Possibly the worst website ever
I love my day job. I review and comment on my company's websites, looking for ways to make the sites more user-friendly and up to design standards. Call it a gift or a curse, but now I look critically at almost every website I encounter. I recently came across possibly the worst website ever, so bad in fact that I refuse to use their services in person anymore.
One evening my DH and I were lounging around the house when we thought it would be a brilliant idea to order pizza online. My laptop was conveniently within arm's reach so we figured it would be easier than getting up to grab the telephone or using our precious cell phone minutes. We typed in www.dominos.com and found what we thought was a really interactive Gen-Y-geared site. They even list 68 creative reasons why you should order online. Homepage is good - engaging, easy buttons, quick.
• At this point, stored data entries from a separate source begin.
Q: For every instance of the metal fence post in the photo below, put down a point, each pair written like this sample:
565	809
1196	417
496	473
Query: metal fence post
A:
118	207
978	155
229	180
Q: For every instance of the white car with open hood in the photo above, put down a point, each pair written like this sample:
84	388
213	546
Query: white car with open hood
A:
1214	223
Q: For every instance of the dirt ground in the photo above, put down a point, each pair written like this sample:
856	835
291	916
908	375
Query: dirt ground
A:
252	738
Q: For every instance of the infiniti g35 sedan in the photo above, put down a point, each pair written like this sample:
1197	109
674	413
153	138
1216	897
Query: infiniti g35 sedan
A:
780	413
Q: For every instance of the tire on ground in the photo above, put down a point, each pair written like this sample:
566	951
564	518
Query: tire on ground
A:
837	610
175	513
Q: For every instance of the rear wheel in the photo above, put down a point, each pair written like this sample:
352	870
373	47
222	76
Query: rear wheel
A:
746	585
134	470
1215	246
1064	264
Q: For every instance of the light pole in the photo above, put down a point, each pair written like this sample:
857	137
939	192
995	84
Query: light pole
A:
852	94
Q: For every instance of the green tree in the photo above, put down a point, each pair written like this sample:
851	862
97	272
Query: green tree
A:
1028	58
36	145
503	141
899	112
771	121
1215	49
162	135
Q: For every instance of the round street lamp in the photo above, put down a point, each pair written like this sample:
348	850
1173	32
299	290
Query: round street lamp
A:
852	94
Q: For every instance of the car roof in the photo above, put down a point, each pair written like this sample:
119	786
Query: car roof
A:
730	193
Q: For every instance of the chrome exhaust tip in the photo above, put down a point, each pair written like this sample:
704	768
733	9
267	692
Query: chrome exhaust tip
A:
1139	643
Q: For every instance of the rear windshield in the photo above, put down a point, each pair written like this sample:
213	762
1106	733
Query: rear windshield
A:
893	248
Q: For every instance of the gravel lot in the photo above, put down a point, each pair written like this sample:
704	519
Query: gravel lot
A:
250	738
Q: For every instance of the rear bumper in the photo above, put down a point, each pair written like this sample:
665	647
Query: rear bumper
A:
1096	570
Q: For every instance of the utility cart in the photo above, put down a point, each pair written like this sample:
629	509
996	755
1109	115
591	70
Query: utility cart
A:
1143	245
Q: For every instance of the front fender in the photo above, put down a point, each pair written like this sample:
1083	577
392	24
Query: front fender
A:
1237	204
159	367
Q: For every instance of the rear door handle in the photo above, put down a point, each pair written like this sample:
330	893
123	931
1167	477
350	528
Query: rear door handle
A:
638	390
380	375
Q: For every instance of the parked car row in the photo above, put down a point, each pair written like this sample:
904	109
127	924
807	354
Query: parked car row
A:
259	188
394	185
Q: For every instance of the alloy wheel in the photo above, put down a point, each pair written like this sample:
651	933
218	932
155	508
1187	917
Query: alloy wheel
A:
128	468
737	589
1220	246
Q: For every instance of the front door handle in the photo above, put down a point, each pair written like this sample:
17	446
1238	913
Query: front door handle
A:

Once you click on the order page it's a totally different ballgame. First they require you to enter in your full address - not just your city/state or zip code. I don't see why when it just brings up a list of stores to pick from. So you pick one and then it tells you need to sign up. The site doesn't even remember the information you've already given them.
So fine, I enter in my address and my e-mail and proceed to the sixth page of pre-ordering sign-up screens. Then it tells me "Sorry, you're store is not currently available for online ordering." Give me a break! I just gave you all this information about my name, my address, my e-mail, my preferred store location, and all I get is an error screen? Can't you at least give me the number to call my order in? Uggh.
Oh, and if they do serve your area, the site gets even worse. You have to indicate how you will pay (why the heck does it matter when I'm gonna go pick it up) and if you change your mind it will erase your whole order. Bad implementation Domino's!
Note to websites trying to tap into the Gen-Y market - the site better be pretty slick or it could quickly discredit not only your site but your brick-and-mortar store too. We frankly don't have enough time to sit around waiting for slowpokes to figure out technology - we'll go to the place that has.